中村米吉 『風の谷のナウシカ』― 有名キャラクターを演じる

第5回

「ナウシカ」に挑む若手女方期待の星

新作歌舞伎『風の谷のナウシカ』がこの7月歌舞伎座にお目見えする。初演は2019年の新橋演舞場。原作の持つ壮大な世界観や登場人物のキャラクターが、歌舞伎の表現と見事に調和していて大きな話題となった。王蟲や巨大な虫たち、トリウマやメーヴェなどリアルな大道具小道具、そしてそれらが最新の映像と溶け合う舞台に、深ボリ隊の面々も魂全部持っていかれたことを思い出す。

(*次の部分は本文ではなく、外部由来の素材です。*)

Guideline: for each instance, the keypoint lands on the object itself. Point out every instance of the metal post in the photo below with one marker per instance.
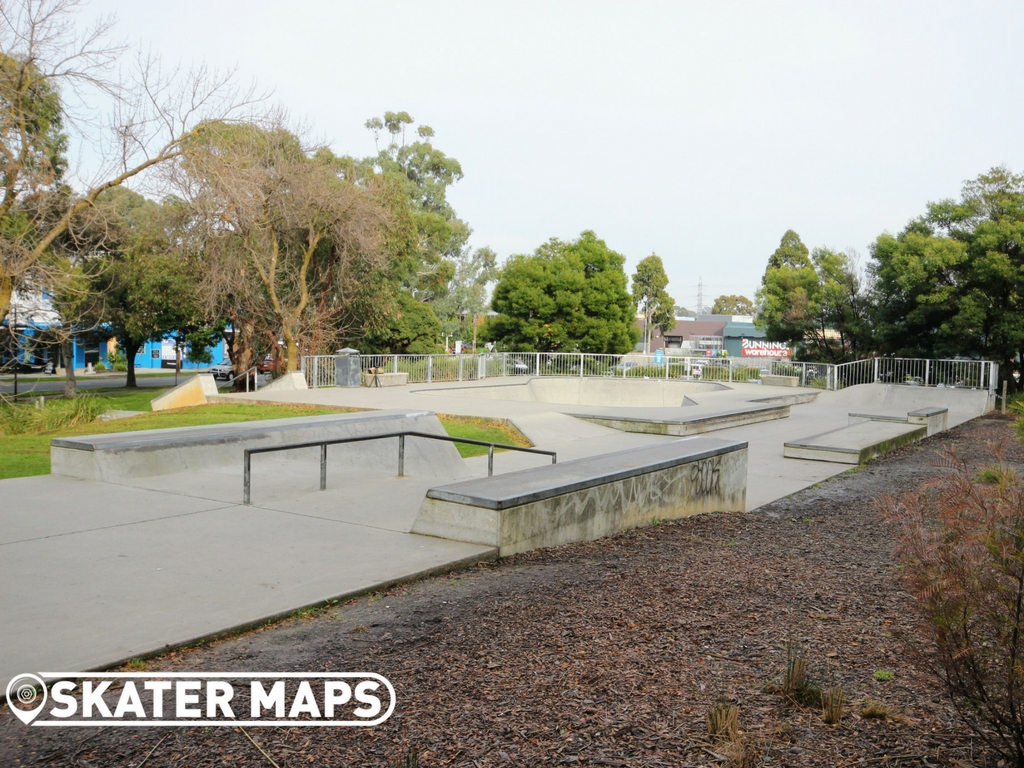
(245, 479)
(324, 467)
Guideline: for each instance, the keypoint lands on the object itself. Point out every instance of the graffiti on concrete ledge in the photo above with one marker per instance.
(706, 476)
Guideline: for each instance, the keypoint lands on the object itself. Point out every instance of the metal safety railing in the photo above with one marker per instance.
(957, 374)
(425, 369)
(247, 471)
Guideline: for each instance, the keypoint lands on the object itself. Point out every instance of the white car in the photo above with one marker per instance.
(222, 370)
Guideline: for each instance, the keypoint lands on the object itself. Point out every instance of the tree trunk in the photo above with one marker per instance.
(291, 347)
(71, 383)
(243, 348)
(129, 359)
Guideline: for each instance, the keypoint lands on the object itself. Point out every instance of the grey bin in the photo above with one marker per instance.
(347, 371)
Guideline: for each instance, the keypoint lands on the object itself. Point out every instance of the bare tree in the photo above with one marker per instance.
(281, 218)
(51, 75)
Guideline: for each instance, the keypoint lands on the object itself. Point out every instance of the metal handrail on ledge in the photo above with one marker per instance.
(401, 453)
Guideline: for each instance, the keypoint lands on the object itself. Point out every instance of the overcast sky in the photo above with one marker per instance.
(697, 131)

さて今回は前半部分の物語を軸に、皇女クシャナに焦点を当てた「白き魔女の戦記」が「上の巻」として上演される。初演でナウシカを演じた尾上菊之助さんが今回はクシャナを、ケチャを演じた中村米吉さんがタイトルロールのナウシカに挑む。

米吉さんといえば若手女方期待の星。花にたとえるなら、甘くてちょっぴりビターな香りを放ち可憐なアプリコットピンクの花弁を持つクラシックローズだ。今年3月南座の「三月花形歌舞伎」では『番町皿屋敷』の腰元お菊、そして5月の歌舞伎座「團菊祭五月大歌舞伎」では『弁天娘女男白浪』の赤星十三郎と、古典の大役を次々に勤めている。そして頭の中にデータベースを内蔵しているのではと思うほど、古今東西の歌舞伎について精通していることでも知られる頼もしい29歳だ。

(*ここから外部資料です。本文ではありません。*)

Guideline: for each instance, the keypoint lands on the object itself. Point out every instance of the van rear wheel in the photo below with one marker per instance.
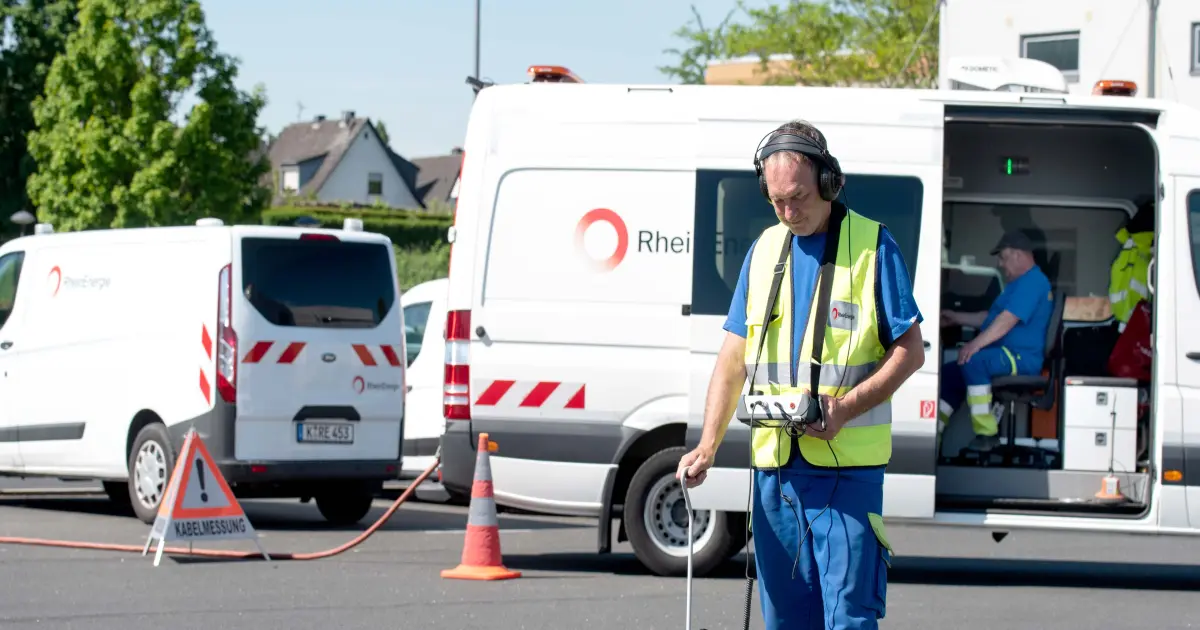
(657, 521)
(151, 461)
(345, 505)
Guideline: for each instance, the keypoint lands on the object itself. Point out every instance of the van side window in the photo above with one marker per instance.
(731, 213)
(415, 318)
(1194, 233)
(10, 274)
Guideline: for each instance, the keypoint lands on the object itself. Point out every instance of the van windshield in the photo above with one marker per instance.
(318, 283)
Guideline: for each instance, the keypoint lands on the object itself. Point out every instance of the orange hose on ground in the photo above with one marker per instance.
(228, 553)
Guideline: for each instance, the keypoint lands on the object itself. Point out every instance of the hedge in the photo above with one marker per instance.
(406, 228)
(420, 264)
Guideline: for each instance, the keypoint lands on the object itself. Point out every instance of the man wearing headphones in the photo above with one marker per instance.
(820, 545)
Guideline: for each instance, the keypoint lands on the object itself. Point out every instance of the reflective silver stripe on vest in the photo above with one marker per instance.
(831, 375)
(879, 415)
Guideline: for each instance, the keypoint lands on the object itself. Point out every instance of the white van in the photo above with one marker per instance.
(600, 231)
(425, 306)
(281, 346)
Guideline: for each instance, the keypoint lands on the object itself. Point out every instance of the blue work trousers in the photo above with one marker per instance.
(839, 580)
(971, 383)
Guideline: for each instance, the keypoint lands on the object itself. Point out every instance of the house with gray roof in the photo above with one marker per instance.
(438, 177)
(341, 161)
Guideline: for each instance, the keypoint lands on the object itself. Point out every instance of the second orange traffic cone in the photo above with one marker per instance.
(481, 547)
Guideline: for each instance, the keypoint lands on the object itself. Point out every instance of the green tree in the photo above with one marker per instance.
(889, 43)
(33, 33)
(109, 154)
(382, 130)
(705, 46)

今回の大抜擢を受け、米吉さんは今どんなナウシカを頭に描いているのだろう。深ボリ隊は「六月博多座大歌舞伎」に出演中の米吉さんを直撃した。

Q:漫画原作のキャラクターをどう歌舞伎の表現に落とし込む?

── インスタを拝見しました。福岡アジア美術館の『アニメージュとジブリ展』に行かれたのですね。

米吉 そうなんです! まさか博多座の隣でこんな展覧会をやっているとは知らず、どこかご縁を感じています。月刊アニメージュの記事、セル画、ポスターなどの展示を拝見して、『風の谷のナウシカ』の原作執筆のきっかけからアニメ映画になっていく過程、当時の空気に触れることができました。この作品が当時の漫画やアニメに与えた影響の大きさ、そしてアニメ製作に携わった方々の強い思いなどを改めて感じ、身の引き締まる思いです。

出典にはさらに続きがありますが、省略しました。